Man himself is the measure of his world, the cubit from the forefinger to the elbow, the fathom, the distance across outstretched arms, the mile, a thousand paces. In mythic space, the human body is perceived as an image of the cosmos or as the centre of the world, looking out to its cardinal points. Reflecting the asymmetry of the body, the right side is perceived as sacred and superior to the left, sinister side. Chinese culture apparently reverses this pattern, favouring the left hand side, but this is based on Chinese space being centred on the Emperor, who faces south and the sun. His left side therefore faces east, the place of the rising sun and male (yang) , his right to the setting sun to the west and female (yin).
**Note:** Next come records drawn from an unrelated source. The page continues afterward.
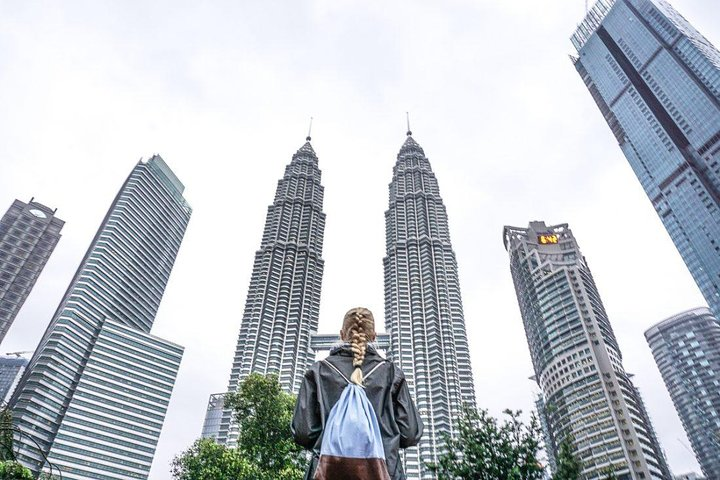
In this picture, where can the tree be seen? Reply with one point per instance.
(485, 449)
(265, 451)
(207, 459)
(568, 465)
(264, 413)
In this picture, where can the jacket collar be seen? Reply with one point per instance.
(344, 349)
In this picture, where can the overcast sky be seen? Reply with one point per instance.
(223, 91)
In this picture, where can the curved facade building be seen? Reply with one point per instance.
(28, 235)
(283, 301)
(423, 308)
(656, 80)
(94, 397)
(686, 348)
(586, 392)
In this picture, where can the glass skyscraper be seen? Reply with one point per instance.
(95, 394)
(283, 300)
(586, 394)
(656, 81)
(11, 371)
(686, 348)
(423, 308)
(28, 235)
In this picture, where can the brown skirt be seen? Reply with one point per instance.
(344, 468)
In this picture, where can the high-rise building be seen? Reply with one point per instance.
(686, 348)
(423, 308)
(12, 368)
(28, 235)
(656, 81)
(283, 302)
(587, 394)
(95, 394)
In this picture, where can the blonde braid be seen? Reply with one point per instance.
(358, 327)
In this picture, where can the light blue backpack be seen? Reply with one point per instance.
(352, 447)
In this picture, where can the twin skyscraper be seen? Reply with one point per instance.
(93, 399)
(423, 309)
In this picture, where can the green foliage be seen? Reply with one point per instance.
(264, 413)
(11, 470)
(568, 465)
(265, 451)
(207, 459)
(486, 449)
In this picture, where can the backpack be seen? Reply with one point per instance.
(352, 447)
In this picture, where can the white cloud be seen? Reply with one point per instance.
(223, 92)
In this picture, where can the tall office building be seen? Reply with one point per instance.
(12, 368)
(28, 235)
(686, 348)
(283, 301)
(423, 307)
(587, 394)
(657, 83)
(94, 398)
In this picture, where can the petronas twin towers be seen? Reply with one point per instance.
(423, 307)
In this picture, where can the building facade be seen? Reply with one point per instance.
(11, 371)
(28, 235)
(423, 307)
(686, 348)
(656, 81)
(283, 302)
(94, 398)
(587, 395)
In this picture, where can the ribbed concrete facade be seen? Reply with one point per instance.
(587, 394)
(28, 235)
(98, 386)
(686, 348)
(656, 81)
(283, 301)
(423, 307)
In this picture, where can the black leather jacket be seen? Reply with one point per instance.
(400, 424)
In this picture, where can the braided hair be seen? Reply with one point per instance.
(358, 329)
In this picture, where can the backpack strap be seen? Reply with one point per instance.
(365, 376)
(337, 370)
(373, 369)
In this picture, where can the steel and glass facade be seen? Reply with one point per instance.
(686, 348)
(656, 81)
(283, 301)
(28, 235)
(586, 393)
(11, 371)
(97, 388)
(423, 308)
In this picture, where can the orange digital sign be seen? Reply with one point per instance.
(547, 239)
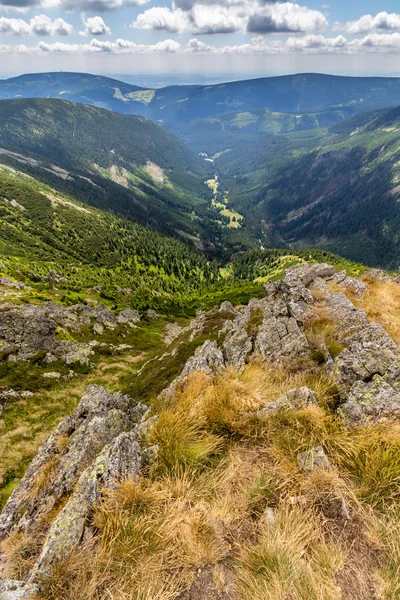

Man is a unique amongst animals in standing up, surveying his surroundings. A prone individual is submissive. The socially superior looks down on their inferiors. Upper stories are generally preferred. There are exceptions. In 19th century Paris, the first floor was the most valued, poorer occupants living higher up, (in the artist’s garret), without adequate piping and reached by long, steep stairs. Modern plumbing and lifts have re-established the superiority of the upper floors, looking out & down ( not down & out) from the penthouse.
Dr Tuan refers to differences in the human relationship to places, “Rootlessness” and the rather different contrasts between “Place and Placelessness” considered by the Canadian Geographer Edward Relph (1976) and later the contrast between “Somewheres and Anywheres” by the UK Political Scientist, David Goodhart (2017).
The book focuses on the relationship between place, space & time. When travelling from A to B, we forget the turns, changes of direction, simplifying the journey into a straight line, of progress in time & space from origin to destination.
While it takes time to form an attachment to a place, the quality and intensity of the experience matters more than simply the time spent in a place.
Chinese and Turkish courtyard homes look inward to continuity and the past, modern Western homes, with plate glass windows, outward to the future.
I re-read “Space and Place”, cycling across Central Europe with my wife, Anne. Our journey consisted of days’ rides through a beautiful and historically important landscape, punctuated by overnight stops at places where we stayed, for dinner and the night’s sleep. Our journey took time, the places were pauses in that journey. Our “Perspective of Experience” provided both experience in itself, and an opportunity to reflect on Dr Tuan’s writing.